In defending Trump, Peter Thiel attacks Silicon Valley

Silicon Valley's belief that the economic world revolves around it is shortsighted, says Thiel

Peter Thiel National press club - Trump defender
REUTERS/Gary Cameron

Silicon Valley's overwhelming support of Hillary Clinton has one bug in it, according to tech billionaire Peter Thiel. With a week until the election, Thiel was in Washington Monday defending Donald Trump and criticizing Silicon Valley for failing to see outside its bubble.

"Where I work in Silicon Valley, people are doing just great," said Thiel, at a National Press Club event on Monday. However, he said, "Most Americans haven't been part of that prosperity.

"It shouldn't be surprising to see people vote for Bernie Sanders or for Donald Trump," said Thiel, who spoke in support of Trump at the Republican National Convention.

Thiel, a co-founder of PayPal, is a successful venture capitalist and author, and on the surface at least seems unlikely to buck Silicon Valley's support for Clinton. But Thiel has also questioned Silicon Valley's contribution to prosperity, and sees the U.S. economy relying more on financialization than innovation for growth.

"I don't agree with everything Donald Trump has said and done, and I don't think the millions of the other people voting for him do, either," said Thiel. "Nobody thinks his comments about women were acceptable. I agree they were clearly offensive and inappropriate," he said, referring to the Access Hollywood film clip.

But Thiel said voters aren't pulling "a lever in order to endorse a candidate's flaws; it's not a lack of judgment that leads Americans to vote for Trump," said Thiel. "We're voting for Trump because we judge the leadership of our country to have failed."

Free trade, for instance, "has not worked out well for all of America," said Thiel.

A strong view in Silicon Valley is that Trump will be "a disaster for innovation," and would lead a retreat away from science and technology spending and support. Silicon Valley leaders, in an open letter, criticized Trump for holding "a fundamental belief that America is weak and in decline."

But Thiel is arguing that the well-off sections of the nation aren't recognizing how certain policies have hurt many others.

"All of our elites preach free trade. The highly educated people who make public policy explain that cheap imports make everyone a winner, according to economic theory, but in actual practice we've lost tens of thousands of factories, millions of jobs to foreign trade," said Thiel. "The heartland has been devastated. Maybe policymakers really believe that nobody loses, or maybe they don't worry about it too much because they think they are among the winners," he said.

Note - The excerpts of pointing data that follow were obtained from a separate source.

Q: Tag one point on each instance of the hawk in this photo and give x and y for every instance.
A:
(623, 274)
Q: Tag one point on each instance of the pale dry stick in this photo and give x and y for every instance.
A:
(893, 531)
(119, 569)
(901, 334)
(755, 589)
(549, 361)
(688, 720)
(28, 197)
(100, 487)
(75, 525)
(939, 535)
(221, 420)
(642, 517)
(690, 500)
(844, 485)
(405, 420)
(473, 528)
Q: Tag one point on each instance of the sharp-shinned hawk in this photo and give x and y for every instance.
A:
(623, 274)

Silicon Valley "has been extremely successful over the last decade or so but it's been a success that is a success of specific companies," said Thiel.

The view in Silicon Valley is that if it's doing well, "everybody is doing well." But that's just not true, he argues.

Thiel, for instance, called Twitter, a "perfectly good company" with high-paying jobs. "It's just not enough to improve living standards for 300 million-plus Americans," he said. His critique of Twitter was summed up in his now-famous quote from his venture-capital company's manifesto: "We wanted flying cars, instead we got 140 characters."

"What Trump represents isn't crazy and it's not going away," said Thiel.